Yes, that's correct. This is new since the launch of Lightroom CC. The folders will show in all versions of Lr CC, so on your desktop and also on your mobile devices. In the old Lightroom Mobile you could not do this yet.


----------



## CloudedGenie (Oct 23, 2017)

This sounds like a great idea to try. I also keep every camera’s files in its own folder.
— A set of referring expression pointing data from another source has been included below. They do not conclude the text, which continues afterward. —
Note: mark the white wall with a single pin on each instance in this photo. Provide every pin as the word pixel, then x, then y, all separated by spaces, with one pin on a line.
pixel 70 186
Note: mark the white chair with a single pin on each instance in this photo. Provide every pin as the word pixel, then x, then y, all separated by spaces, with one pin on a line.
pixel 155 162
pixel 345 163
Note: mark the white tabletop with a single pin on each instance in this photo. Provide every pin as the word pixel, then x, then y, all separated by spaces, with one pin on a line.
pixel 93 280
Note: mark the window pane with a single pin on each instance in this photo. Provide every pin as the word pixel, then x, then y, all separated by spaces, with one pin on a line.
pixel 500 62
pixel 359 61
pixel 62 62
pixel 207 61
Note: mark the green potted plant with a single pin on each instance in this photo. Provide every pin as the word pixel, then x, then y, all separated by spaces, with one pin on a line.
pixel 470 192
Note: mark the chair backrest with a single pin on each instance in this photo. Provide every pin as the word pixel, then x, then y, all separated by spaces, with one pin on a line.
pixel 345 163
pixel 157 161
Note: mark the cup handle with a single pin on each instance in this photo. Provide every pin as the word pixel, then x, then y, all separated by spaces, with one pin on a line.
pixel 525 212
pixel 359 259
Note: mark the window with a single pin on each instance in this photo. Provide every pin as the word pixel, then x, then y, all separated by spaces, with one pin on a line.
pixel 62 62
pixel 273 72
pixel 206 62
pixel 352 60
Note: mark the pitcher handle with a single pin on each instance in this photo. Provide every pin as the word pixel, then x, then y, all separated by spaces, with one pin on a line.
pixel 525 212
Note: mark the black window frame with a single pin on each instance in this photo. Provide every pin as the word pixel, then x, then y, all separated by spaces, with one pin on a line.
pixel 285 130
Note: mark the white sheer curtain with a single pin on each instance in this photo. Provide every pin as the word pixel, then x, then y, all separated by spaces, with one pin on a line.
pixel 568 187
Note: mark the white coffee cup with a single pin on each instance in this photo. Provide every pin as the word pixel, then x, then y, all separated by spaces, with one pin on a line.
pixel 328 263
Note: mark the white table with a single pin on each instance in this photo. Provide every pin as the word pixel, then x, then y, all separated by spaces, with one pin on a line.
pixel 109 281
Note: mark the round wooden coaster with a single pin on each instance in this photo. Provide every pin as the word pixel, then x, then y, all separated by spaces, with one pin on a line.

And Dexter is an awesome name for a cat


----------



## MarkNicholas (Oct 24, 2017)

I note also that you can create sub-folders in LRCC by creating a new folder and moving it to another folder. I guess therefore (with patience) that you could replicate your current LR Classic Folder Structure in LRCC. I might have a go with a simple folder tonight (bearing in mind I only have 20GB)


----------



## Jay Clulow (Oct 25, 2017)

Hi,

In Lightroom CC (Web or application) will creating a folder or album create something within my collections in Classic?


----------



## Jim Wilde (Oct 25, 2017)

A folder in LRCC, and the similar collection set in Classic, do not sync to each other. Collections, on the other hand, do....no matter where you create it it will sync to the other. It is possible to maintain the same "structure" across the various entities, but keeping the collection sets aligned with the folders in LRCC will need to be a manual activity.


----------



## Johan Elzenga (Oct 25, 2017)

And please note: I haven't checked, but I expect that when you create a new album in Lightroom CC, it will always sync to Lr Classic under the 'From Lightroom Mobile' collection set (maybe now it's called 'From Lightroom CC'), even when you moved your other synched collections to different collection set. So if the sync doesn't seem to happen, look for that set.


----------



## Jay Clulow (Oct 25, 2017)

JohanElzenga said:


> And please note: I haven't checked, but I expect that when you create a new album in Lightroom CC, it will always sync to Lr Classic under the 'From Lightroom Mobile' collection set (maybe now it's called 'From Lightroom CC'), even when you moved your other synched collections to different collection set. So if the sync doesn't seem to happen, look for that set.


Thats it! Right there! Thats exactly what I was missing. Brilliant, thank you JohanElzenga!


----------



## Photocatseyes (Oct 25, 2017)

I am all for using a folder structure starting with year, 12 month folders in every year, and day/month/year/subject/. I imported files today and they are keyworded and in the same named folder 25/10/17Pluto. If I take 500 pics a day I will have 251017Pluto-1 to 251017Pluto-500. I started in 2003, and if I more or less know in what year I took pics I find most of my stuff back pretty quickly.


----------